Caused by combination of anchor ($ref
) and disallowed additionalProperties
.
Code is written in statically typed Python 3.7+.
As this is a one-time side project and Mattermost's API availabilty is fundamentally ephemeral, the code isn't tested to rigorous "production-ready" standards. In particular, many combinations of configuration options are not tested enough and would benefit from proper unit tests and/or whole program tests with mocked REST endpoints.

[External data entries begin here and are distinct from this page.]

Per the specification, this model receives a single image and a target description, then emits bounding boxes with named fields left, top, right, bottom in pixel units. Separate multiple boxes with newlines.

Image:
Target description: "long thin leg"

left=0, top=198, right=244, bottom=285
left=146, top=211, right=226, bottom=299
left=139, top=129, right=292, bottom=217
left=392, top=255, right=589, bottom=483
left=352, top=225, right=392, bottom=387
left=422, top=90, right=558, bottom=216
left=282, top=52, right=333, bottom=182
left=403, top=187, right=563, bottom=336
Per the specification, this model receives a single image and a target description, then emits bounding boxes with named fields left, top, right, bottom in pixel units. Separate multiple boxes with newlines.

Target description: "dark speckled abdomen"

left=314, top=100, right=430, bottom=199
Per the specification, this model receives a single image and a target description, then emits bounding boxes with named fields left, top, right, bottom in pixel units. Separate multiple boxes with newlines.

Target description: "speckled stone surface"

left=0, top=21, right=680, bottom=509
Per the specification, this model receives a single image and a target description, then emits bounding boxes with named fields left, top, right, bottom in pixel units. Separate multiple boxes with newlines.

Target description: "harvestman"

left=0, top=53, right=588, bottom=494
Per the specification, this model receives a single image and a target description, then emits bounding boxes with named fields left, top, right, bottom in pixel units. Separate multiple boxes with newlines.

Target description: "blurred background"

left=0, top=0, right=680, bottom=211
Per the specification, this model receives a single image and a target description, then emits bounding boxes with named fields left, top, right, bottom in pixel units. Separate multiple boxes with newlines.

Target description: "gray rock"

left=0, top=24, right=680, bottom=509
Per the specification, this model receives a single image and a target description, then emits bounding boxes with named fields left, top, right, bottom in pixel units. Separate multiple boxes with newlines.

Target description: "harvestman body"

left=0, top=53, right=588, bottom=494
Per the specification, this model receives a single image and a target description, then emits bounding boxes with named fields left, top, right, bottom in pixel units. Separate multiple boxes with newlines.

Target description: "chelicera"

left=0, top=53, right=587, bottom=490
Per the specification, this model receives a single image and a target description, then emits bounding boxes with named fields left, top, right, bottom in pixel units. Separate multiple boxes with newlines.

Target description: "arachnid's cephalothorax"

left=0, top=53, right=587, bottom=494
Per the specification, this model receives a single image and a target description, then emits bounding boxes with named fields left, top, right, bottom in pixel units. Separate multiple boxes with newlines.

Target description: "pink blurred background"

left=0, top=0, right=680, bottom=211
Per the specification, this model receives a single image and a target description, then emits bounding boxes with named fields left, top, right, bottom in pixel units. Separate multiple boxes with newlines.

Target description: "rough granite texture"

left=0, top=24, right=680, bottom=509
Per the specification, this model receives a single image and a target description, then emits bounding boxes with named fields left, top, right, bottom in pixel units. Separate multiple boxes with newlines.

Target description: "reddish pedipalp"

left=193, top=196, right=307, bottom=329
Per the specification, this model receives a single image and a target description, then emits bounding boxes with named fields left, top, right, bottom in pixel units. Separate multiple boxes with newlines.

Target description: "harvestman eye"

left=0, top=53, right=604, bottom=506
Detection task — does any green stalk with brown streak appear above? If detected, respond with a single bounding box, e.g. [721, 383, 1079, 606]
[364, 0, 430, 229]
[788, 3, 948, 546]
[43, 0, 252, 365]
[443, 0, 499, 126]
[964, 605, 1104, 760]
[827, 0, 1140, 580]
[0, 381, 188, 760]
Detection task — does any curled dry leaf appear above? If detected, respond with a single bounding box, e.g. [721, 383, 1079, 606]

Additionally, as this project served as personal evaluation of coding styles, I've opted for some design choices not usual for Python code, such as:
- camel case / lowercase naming convention
- common prelude over explicit imports everywhere
- prefer handling (reporting) problem context locally over creating exceptions with complex payloads
- do not typically name private methods with prefix underscore - rationale is decreased readibility that isn't worth it, especially as this module is not primarily intended to be library. The only methods that ought to be marked private would be those that could break class invariants. Usage of the class ought to be still clear, though, documented in class if needed
- line wrapping is capped on around 110 as a soft limit, actual wrapping is judged on case-by-case basis
After 1.0 release there are currently no guarantees for further active development, aside from bugfixes. That notably includes support for possible later Mattermost APIs.